Isabel Ingram’s life is the stuff of novels and adventure tales. Her American family were Congregationalist missionaries in China over a hundred years ago, and she was, in fact, born in Beijing in 1902. Her parents sent her back to the United States to attend college at Wellesley College in Massachusetts. Upon graduation, she promptly returned to the land of her birth. Her college education qualified her to be a teacher and tutor, and she soon found employment as such upon her return to Beijing.
The custom of that culture in that day was that Ingram could only tutor other women. Her first student was a Chinese woman her age who was marrying a well-to-do Chinese young man who spoke English. The desire of the Chinese woman’s family (and the prospective husband) was that Ingram could help her with her English as a complement to her future husband in his career in government service. You see, she was of a lower class than he was, and Ingram had been engaged to help her, in effect, “catch up” with her husband’s privileged, private education as much as she could.
The American and Chinese women soon formed a fast friendship. Having by nature a shy personality, the Chinese woman embraced the opportunity to have a female friend with whom she could talk about topics that would be considered out of bounds with her soon-to-be husband. Ingram also felt a kinship with the woman, and the pair got on famously. Ingram soon found her pupil was quite intelligent; the Chinese woman took to her English lessons easily and gladly (she especially enjoyed the lessons the two shared on American culture and society). And, not having many friends in China, when it came time for the wedding, Ingram found herself invited to the ceremony. She considered it a great honor as she was the only woman there who wasn’t Chinese.
In her diary, Ingram recorded the beautiful, full-length yellow wedding gown made from expensive satin that was worn by her pupil turned friend. And the tutoring continued after the marriage began.
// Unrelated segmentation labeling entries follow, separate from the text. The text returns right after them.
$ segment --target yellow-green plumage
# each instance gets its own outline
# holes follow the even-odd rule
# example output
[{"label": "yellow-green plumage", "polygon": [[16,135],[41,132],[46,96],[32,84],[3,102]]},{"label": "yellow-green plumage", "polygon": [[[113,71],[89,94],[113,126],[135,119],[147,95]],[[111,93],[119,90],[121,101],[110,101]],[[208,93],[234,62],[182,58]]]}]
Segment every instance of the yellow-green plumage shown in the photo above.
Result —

The two women secretly engaged in a competition unknown to the Chinese woman’s husband; they worked on the wife’s vocabulary, planting new words in English that the husband might not know so that he could be impressed with his new bride’s burgeoning English prowess.
In addition, the pair of women from such divergent backgrounds became even closer as friends. They swapped clothing–Ingram being about the same size as the Chinese woman–and they even together chose an English name that the woman could use: Elizabeth. On occasion, the two chums would dress alike and try as closely as possible to speak like the other one.
But, sadly, as happens in many lives, events conspire to drive good friends apart. The pair of friends would lose touch over the years, and, once Ingram stopped being the woman’s tutor, the two never saw each other again. As you know, the Japanese invaded China in the 1930s, and the war brought disaster after disaster to China, ending with the capture of the country by the Chinese Communists under Mao Zedong. The woman, as best as can be known, was put in a communist prison camp where it seems she died about 1946.
By the mid-1930’s, Isabel Ingram had married an American serviceman and returned to live in the United States, in Maryland. Before she passed away in 1988, she decided to write a book about growing up in China, of her experiences in that nation in the 1920s, and about her wonderful friendship with the pupil she tutored.
Oh, by the way, the name of the Chinese woman Ingram tutored and befriended, in English, is Wanrong. She’s known today as the Empress of China, the wife of the last Emperor of China, Puyi.